For some reason, MOD overlooked his history. The company met with his parole officer, and once he was cleared to work, D’Aloia was left to scrub dishes while water seeped in through a hole in one of his $20 Payless shoes. MOD gave him a free pizza every day, which he traded on the street for bus tokens to get to and from work. If this was life outside, D’Aloia wasn’t sure he was interested.
At the time, MOD still wasn’t sure it was interested in him, either. But in 2011 the company was following a few early data points, having discovered that ex-cons could make great employees. That would keep proving itself out. MOD would eventually embrace what it calls impact hiring -- people with backgrounds of incarceration, homelessness, drug addiction or mental disability -- and credits the decision in large part with its rapid growth.
In the years after D’Aloia’s hire, MOD went from five stores in Washington to 380 spread over 28 states and the United Kingdom. It has nine franchise partners, and in 2016, the research firm Technomic named it the fastest-growing restaurant chain in the U.S. Last year, MOD hit $275 million in sales, 81 percent growth over the year prior.
MOD’s hiring practices would come to alter everything about the company. “We have no interest in just building another fast-casual pizza business,” says Ally Svenson, who co-founded the company in 2008 with her husband, Scott. “We’re building a business platform to make positive social impacts.”
Often, those hires prosper. From MOD’s perspective, D’Aloia is no charity case. The guy is a slam-dunk hire who immediately appreciated his entry-level job far more than you’d expect from a strong-willed 32-year-old. In his first two years, he was promoted three times. Turns out, the ex-con was full of ambition.
That ambitious spark really began after he started at MOD, the day he got his first check. It was nearly $800 -- almost four times what he’d lived on for a year in prison. He told his boss as much, who replied, “You earned that money.”
D’Aloia took the cash straight to a shoe store. It was pouring outside, and he could feel water swishing up between his toes. He marched into the store, bought new shoes, and dumped his old ones in the trash. “Life was better right then,” he says.
“I could finally provide for myself.”
Sophia Arellano, the franchise’s recruiter, knows firsthand how important that “You’re hired!” can be. At age 32, she was arrested and convicted of a nonviolent crime, and for her first six months at MOD, she had a tracking device on her ankle. What started as a transitional gig turned into a passion-driven career when she realized how many people like her were on staff. “They’re not just employing people,” she says of her bosses. “They’re giving them a way to feed their families, a way to not go out and reoffend.”

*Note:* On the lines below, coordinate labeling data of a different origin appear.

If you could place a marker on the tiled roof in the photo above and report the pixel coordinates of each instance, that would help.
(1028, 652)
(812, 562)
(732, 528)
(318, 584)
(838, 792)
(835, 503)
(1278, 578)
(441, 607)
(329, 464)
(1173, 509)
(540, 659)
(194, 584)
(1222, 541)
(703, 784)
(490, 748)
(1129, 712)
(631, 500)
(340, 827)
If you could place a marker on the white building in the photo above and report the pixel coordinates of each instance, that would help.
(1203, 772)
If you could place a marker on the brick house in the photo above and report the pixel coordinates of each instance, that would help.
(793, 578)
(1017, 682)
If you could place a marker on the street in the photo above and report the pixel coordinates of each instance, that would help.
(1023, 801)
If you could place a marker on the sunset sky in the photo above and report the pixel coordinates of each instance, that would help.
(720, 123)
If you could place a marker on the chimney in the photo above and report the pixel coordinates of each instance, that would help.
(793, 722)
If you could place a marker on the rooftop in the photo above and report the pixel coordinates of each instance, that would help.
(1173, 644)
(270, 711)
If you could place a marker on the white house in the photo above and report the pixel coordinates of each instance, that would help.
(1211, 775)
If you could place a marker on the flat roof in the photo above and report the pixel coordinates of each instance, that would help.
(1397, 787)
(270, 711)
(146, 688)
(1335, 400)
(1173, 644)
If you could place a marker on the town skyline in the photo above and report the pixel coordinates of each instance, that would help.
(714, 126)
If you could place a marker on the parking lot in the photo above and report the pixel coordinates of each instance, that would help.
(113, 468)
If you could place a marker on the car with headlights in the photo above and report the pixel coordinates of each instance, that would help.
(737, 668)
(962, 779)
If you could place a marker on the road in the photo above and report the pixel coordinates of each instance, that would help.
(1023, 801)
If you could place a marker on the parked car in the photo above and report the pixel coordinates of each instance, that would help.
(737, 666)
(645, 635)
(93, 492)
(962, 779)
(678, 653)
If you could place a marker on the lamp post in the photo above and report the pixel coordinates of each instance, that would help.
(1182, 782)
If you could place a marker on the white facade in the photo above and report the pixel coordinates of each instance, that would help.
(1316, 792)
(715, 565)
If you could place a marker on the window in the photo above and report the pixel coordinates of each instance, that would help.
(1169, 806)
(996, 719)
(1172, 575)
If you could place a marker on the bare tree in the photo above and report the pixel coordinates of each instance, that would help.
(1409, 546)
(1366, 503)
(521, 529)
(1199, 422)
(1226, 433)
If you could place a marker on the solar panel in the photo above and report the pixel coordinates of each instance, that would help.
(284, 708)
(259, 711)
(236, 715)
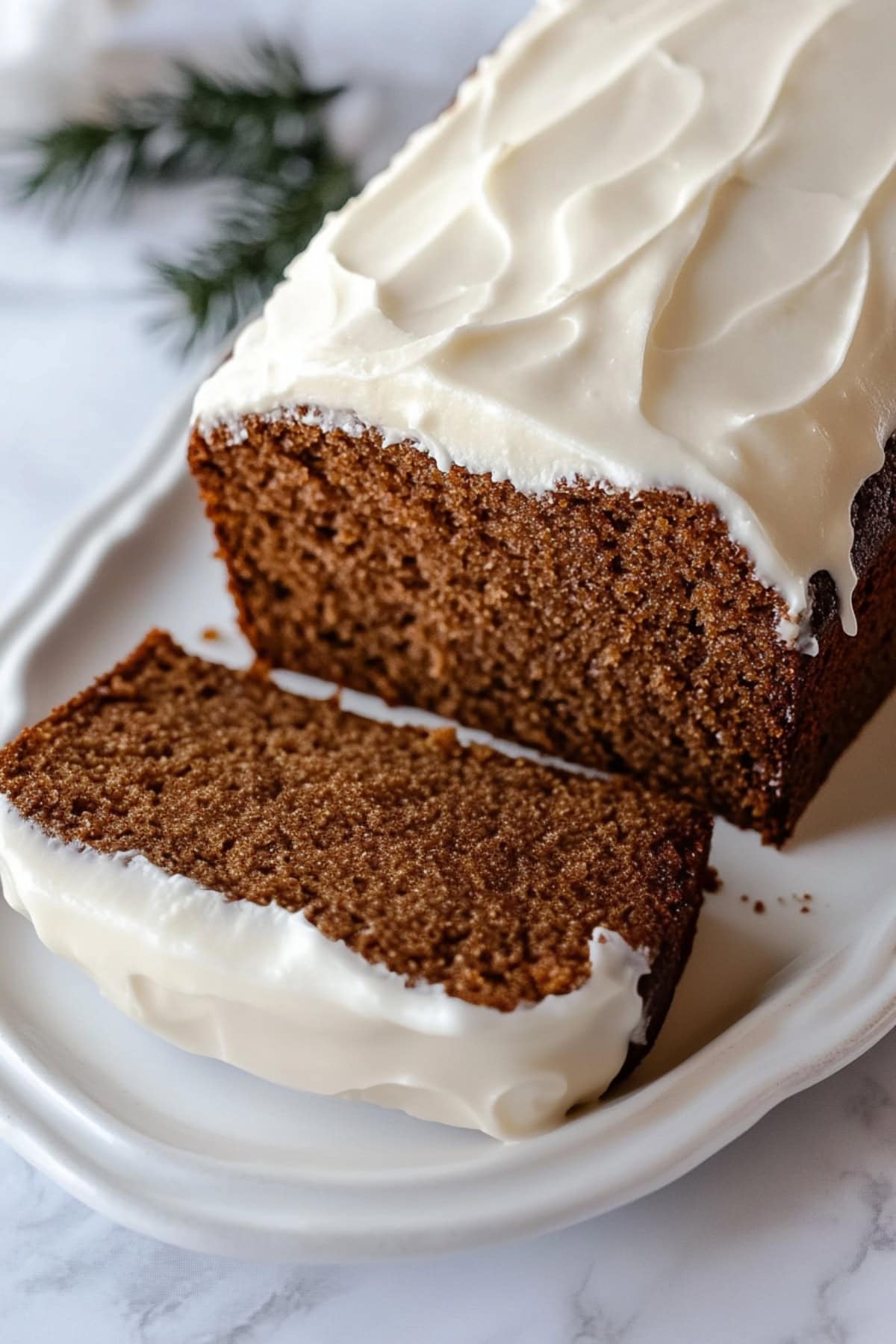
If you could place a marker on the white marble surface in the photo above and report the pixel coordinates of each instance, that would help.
(788, 1236)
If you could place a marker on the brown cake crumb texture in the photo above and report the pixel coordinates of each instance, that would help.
(457, 866)
(622, 632)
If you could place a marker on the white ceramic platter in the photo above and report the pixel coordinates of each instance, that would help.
(202, 1155)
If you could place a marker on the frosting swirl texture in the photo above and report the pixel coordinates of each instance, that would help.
(652, 243)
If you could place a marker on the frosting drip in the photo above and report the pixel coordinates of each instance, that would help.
(261, 988)
(652, 243)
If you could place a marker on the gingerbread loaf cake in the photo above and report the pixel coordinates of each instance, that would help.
(573, 425)
(347, 906)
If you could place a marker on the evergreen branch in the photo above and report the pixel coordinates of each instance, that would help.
(243, 125)
(226, 279)
(262, 128)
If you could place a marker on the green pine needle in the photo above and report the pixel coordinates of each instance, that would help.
(231, 275)
(262, 129)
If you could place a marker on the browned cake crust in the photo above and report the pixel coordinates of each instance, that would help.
(453, 865)
(626, 633)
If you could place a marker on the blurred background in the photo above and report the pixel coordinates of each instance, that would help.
(93, 346)
(788, 1236)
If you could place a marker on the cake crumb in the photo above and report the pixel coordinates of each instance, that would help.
(712, 880)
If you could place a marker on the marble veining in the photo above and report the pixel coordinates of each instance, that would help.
(788, 1236)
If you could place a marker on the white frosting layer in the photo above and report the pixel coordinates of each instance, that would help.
(262, 989)
(652, 243)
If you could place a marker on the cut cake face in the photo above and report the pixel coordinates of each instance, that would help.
(348, 906)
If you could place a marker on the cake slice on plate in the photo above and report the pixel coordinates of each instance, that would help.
(573, 425)
(347, 906)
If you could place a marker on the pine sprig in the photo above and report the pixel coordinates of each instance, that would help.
(235, 270)
(206, 125)
(262, 128)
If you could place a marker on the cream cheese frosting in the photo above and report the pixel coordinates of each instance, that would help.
(652, 243)
(262, 988)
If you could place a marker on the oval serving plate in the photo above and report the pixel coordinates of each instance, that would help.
(793, 976)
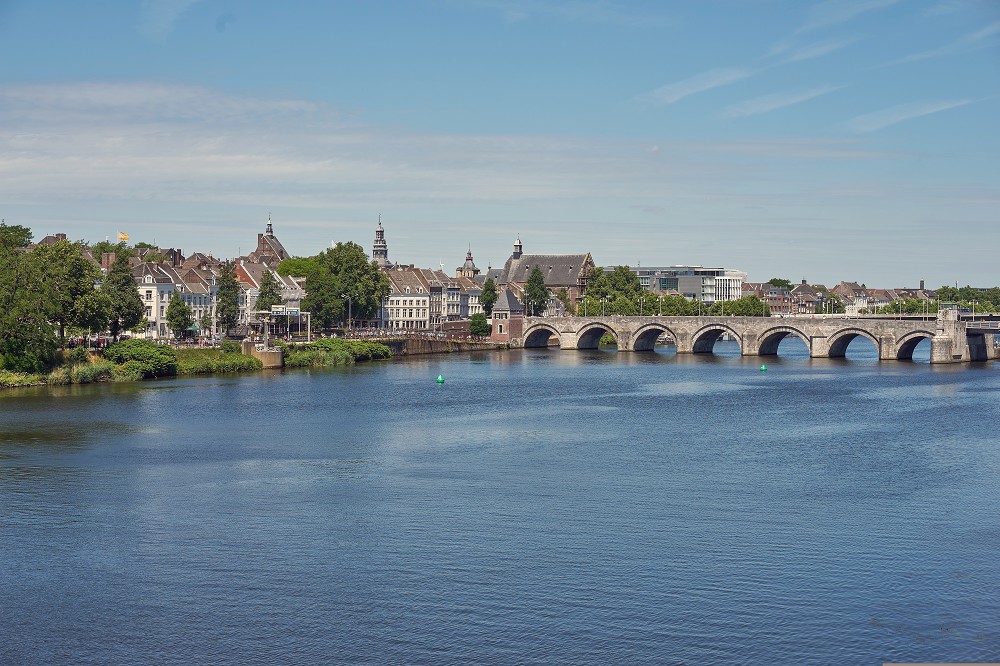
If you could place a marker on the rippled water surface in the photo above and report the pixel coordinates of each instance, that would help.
(538, 507)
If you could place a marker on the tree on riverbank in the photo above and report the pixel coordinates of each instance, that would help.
(536, 294)
(27, 340)
(126, 304)
(179, 318)
(227, 307)
(488, 296)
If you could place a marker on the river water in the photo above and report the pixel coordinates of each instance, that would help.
(537, 507)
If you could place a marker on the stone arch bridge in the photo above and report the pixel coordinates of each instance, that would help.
(952, 339)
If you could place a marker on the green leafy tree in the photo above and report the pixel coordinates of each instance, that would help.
(623, 305)
(479, 325)
(833, 305)
(66, 277)
(298, 267)
(205, 323)
(227, 307)
(624, 282)
(598, 284)
(126, 305)
(269, 294)
(92, 311)
(179, 318)
(27, 338)
(345, 273)
(536, 294)
(488, 298)
(563, 295)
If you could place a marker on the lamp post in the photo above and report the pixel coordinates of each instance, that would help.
(348, 313)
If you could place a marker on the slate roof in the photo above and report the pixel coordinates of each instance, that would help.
(508, 301)
(559, 270)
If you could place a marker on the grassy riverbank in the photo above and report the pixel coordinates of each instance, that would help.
(134, 360)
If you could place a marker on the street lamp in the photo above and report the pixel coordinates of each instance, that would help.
(348, 312)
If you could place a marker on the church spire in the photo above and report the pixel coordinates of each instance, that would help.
(380, 249)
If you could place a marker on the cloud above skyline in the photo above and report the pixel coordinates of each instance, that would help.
(877, 120)
(776, 101)
(718, 132)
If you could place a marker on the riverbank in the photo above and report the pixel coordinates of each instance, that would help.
(163, 361)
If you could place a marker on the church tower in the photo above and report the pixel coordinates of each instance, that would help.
(468, 269)
(380, 250)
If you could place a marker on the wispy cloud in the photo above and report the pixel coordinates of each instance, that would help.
(776, 101)
(870, 122)
(159, 16)
(582, 11)
(810, 51)
(714, 78)
(965, 43)
(947, 7)
(835, 12)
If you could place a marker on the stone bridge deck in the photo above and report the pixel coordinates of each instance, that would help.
(952, 340)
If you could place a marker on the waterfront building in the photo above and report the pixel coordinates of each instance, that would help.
(157, 282)
(269, 251)
(697, 283)
(779, 300)
(508, 317)
(249, 275)
(468, 269)
(380, 249)
(560, 271)
(407, 307)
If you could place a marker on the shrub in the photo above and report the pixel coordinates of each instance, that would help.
(154, 360)
(205, 362)
(60, 376)
(100, 371)
(129, 371)
(78, 355)
(360, 350)
(9, 379)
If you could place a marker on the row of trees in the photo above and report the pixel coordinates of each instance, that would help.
(51, 288)
(340, 282)
(620, 293)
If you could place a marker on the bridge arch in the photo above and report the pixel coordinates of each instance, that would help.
(838, 341)
(906, 344)
(538, 335)
(704, 338)
(589, 335)
(767, 343)
(645, 337)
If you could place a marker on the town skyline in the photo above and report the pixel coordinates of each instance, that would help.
(828, 141)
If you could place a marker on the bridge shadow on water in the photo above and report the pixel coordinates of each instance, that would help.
(791, 351)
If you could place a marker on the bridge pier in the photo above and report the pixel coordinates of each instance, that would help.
(953, 340)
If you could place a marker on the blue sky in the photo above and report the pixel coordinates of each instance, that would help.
(833, 140)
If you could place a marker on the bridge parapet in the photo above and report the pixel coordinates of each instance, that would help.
(825, 336)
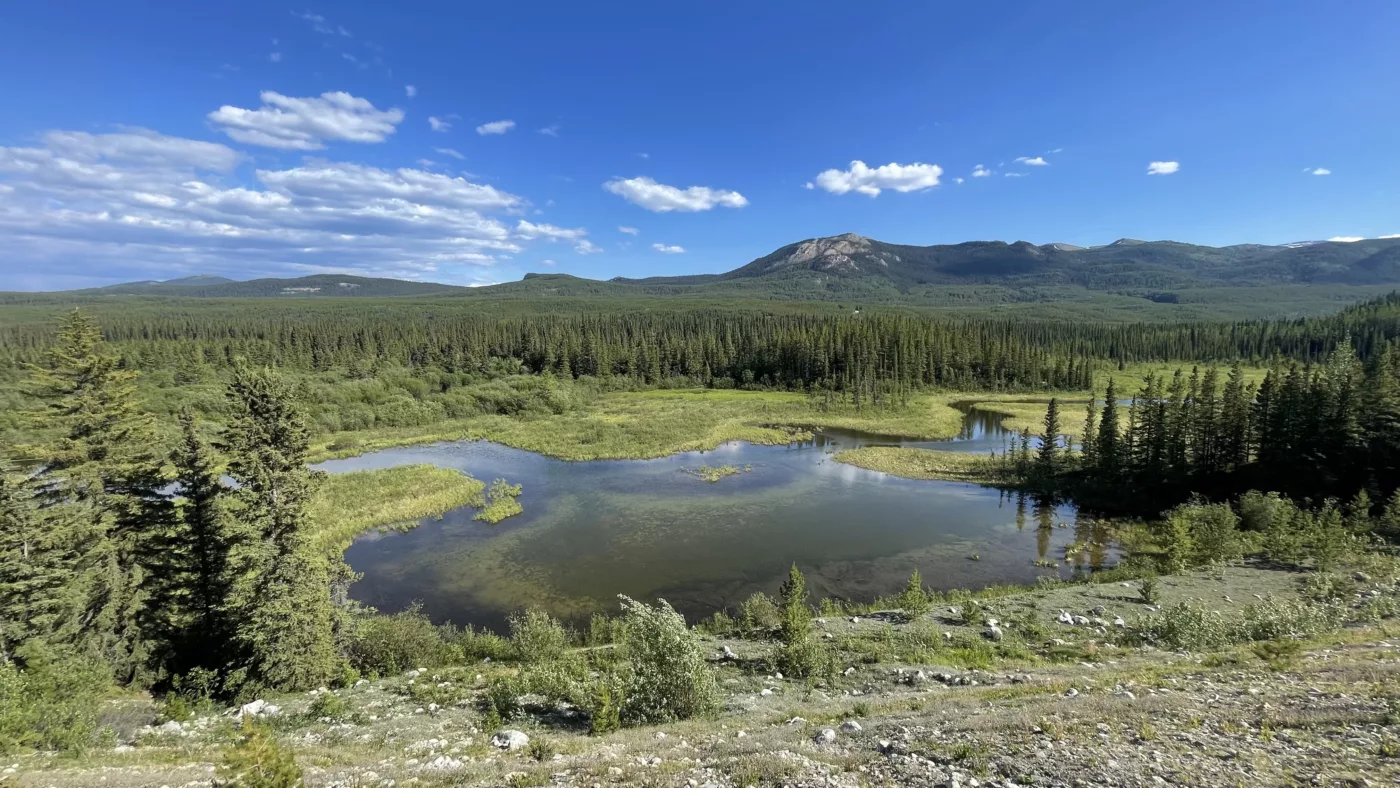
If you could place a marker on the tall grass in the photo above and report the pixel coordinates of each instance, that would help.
(349, 504)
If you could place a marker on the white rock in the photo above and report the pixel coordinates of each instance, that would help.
(510, 739)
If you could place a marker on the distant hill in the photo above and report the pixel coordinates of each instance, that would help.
(1305, 277)
(318, 286)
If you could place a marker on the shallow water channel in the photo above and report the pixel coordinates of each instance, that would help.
(651, 528)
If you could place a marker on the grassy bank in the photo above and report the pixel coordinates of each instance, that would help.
(349, 504)
(660, 423)
(923, 463)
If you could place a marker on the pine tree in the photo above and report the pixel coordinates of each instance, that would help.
(1088, 442)
(1109, 456)
(280, 592)
(797, 616)
(1047, 459)
(100, 483)
(191, 587)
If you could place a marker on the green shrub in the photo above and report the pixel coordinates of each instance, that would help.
(1288, 619)
(759, 613)
(1183, 626)
(913, 601)
(392, 644)
(536, 636)
(669, 678)
(328, 706)
(478, 644)
(259, 762)
(51, 704)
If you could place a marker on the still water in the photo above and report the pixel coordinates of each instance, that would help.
(650, 528)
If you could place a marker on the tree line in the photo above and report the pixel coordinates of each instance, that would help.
(115, 552)
(1311, 431)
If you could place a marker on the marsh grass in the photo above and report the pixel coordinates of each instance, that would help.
(349, 504)
(924, 463)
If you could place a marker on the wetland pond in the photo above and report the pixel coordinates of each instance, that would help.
(653, 528)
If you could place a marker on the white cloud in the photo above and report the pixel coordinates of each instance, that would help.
(661, 198)
(871, 181)
(529, 230)
(137, 205)
(307, 123)
(494, 128)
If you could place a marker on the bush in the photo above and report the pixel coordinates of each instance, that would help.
(913, 601)
(1186, 627)
(759, 613)
(259, 762)
(478, 644)
(392, 644)
(536, 636)
(669, 678)
(49, 704)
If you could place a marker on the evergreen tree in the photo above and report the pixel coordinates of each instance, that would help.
(280, 591)
(102, 482)
(1047, 459)
(191, 587)
(1109, 458)
(797, 616)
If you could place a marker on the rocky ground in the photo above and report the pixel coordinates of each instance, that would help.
(1327, 714)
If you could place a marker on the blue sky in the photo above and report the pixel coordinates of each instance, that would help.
(472, 142)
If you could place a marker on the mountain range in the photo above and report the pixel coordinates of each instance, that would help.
(853, 266)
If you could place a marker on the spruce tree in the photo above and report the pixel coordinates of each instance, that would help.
(280, 592)
(100, 483)
(1047, 459)
(1109, 456)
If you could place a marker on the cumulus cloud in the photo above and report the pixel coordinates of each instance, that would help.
(494, 128)
(661, 198)
(872, 181)
(139, 205)
(307, 123)
(531, 230)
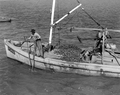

Tony D’Aloia, now 39, is a district manager who oversees six MOD locations in Washington. In his seven years with the company, he has flown to the United Kingdom to train managers and spoken at Harvard. “I’ve had all these opportunities I wouldn’t have had if MOD didn’t believe in me,” he says. “Being able to do that for other people is really important. The best part of the job is helping people through the same situation I was in.”
Ron Cool, the director of operations at Garbanzo Mediterranean Fresh, a Colorado-based franchise that, like MOD, works to hire formerly incarcerated individuals because: “It’s just good business to look wherever you can to find the best people for your organization. These people come in with a genuine desire to better themselves. All they want is a chance.”